Man arrested after cyberattack disrupts European airports

Cyberattacks against the aviation sector have increased by 600% over the past year

A man has been arrested in the UK following a cyberattack that caused major disruption at airports across Europe, including Heathrow, Dublin, Berlin and Brussels.

The National Crime Agency (NCA) confirmed that the suspect, a man in his forties, was detained in West Sussex on Tuesday evening on suspicion of offences under the Computer Misuse Act. He has since been released on bail.

The incident centred on Collins Aerospace, a subsidiary of RTX Corporation, whose Muse check-in and baggage handling platform is used by multiple airlines. The ransomware attack effectively disabled the software, forcing airports to fall back on manual, paper-based processes and triggering widespread flight delays and cancellations.

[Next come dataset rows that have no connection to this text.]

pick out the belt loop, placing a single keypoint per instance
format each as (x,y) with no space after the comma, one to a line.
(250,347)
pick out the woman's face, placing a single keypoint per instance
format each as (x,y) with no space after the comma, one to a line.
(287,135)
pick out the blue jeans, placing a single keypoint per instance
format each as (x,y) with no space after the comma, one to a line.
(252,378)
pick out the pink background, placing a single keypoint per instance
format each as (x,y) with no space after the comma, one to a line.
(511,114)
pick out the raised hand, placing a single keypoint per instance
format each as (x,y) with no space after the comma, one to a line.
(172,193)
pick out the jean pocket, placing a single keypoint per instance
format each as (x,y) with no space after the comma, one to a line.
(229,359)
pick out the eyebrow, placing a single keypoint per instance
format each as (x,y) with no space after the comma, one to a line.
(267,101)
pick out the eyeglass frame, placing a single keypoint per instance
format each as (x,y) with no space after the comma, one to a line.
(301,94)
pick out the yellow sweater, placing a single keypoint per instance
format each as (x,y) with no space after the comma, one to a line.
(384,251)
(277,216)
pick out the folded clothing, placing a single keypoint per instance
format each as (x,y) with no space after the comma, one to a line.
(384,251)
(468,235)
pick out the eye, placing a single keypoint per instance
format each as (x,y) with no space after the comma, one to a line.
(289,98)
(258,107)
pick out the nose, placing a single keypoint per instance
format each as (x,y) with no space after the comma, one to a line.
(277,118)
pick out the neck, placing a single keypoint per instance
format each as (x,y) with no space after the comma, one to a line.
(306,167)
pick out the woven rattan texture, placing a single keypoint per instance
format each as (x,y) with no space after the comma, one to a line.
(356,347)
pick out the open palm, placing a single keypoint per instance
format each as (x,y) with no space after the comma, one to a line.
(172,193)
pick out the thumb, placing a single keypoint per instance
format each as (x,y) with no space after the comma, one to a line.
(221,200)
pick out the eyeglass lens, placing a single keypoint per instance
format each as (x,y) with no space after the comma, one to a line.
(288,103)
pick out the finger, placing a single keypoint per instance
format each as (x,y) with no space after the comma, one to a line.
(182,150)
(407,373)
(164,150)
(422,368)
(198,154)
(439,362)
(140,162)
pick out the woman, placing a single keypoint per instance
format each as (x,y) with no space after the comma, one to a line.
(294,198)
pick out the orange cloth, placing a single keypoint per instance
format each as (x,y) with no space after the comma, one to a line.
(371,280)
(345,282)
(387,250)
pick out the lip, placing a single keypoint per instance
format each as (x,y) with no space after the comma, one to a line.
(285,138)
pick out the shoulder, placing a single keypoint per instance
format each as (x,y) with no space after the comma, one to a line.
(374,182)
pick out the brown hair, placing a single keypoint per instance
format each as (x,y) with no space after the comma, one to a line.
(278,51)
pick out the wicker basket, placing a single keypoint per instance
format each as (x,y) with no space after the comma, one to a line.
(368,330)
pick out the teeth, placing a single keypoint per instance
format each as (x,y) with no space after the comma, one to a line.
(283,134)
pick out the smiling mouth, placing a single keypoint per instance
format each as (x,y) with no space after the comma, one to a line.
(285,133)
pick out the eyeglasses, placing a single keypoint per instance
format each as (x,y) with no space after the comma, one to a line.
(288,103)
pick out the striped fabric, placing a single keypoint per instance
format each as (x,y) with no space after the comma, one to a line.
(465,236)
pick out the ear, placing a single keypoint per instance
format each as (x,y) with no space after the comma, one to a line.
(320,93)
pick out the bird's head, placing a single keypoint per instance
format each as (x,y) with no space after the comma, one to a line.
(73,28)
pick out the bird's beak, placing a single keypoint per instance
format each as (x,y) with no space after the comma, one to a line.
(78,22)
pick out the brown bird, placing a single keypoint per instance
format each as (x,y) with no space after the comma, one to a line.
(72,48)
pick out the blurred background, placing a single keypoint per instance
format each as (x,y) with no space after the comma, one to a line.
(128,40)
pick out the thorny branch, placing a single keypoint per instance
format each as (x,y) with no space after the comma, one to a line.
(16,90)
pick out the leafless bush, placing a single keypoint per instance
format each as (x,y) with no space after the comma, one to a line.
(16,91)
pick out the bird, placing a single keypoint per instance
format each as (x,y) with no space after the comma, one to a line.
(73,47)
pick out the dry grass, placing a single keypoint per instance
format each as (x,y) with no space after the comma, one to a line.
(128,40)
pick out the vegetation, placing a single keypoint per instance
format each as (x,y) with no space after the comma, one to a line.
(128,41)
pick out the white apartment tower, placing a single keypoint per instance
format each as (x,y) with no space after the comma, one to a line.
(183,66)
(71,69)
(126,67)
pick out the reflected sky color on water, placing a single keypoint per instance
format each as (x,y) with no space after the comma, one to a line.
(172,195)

Paul Foster, head of the NCA’s National Cyber Crime Unit, said: “Although this arrest is a positive step, the investigation into this incident is in its early stages and remains ongoing. Cybercrime is a persistent global threat that continues to cause significant disruption to the UK.”

An internal Heathrow memo, seen by the BBC, revealed that Collins Aerospace has been attempting to restore services but may now need to completely rebuild parts of the system after a failed relaunch earlier this week. RTX has not given a timeline for recovery, leaving airlines reliant on contingency measures.

The EU’s cybersecurity agency has confirmed ransomware was involved. Security researchers suggest a variant of HardBit ransomware may have been deployed, a relatively unsophisticated strain that nonetheless caused severe operational impact.

For the aviation industry, the incident highlights the risks inherent in shared systems and supplier reliance. A single compromise at the software supplier rippled out across multiple airports, illustrating the vulnerabilities within complex supply chains.

According to aerospace company Thales, cyberattacks against the aviation sector have increased by 600% over the past year, as criminal groups increasingly look to exploit legacy infrastructure and the high cost of downtime.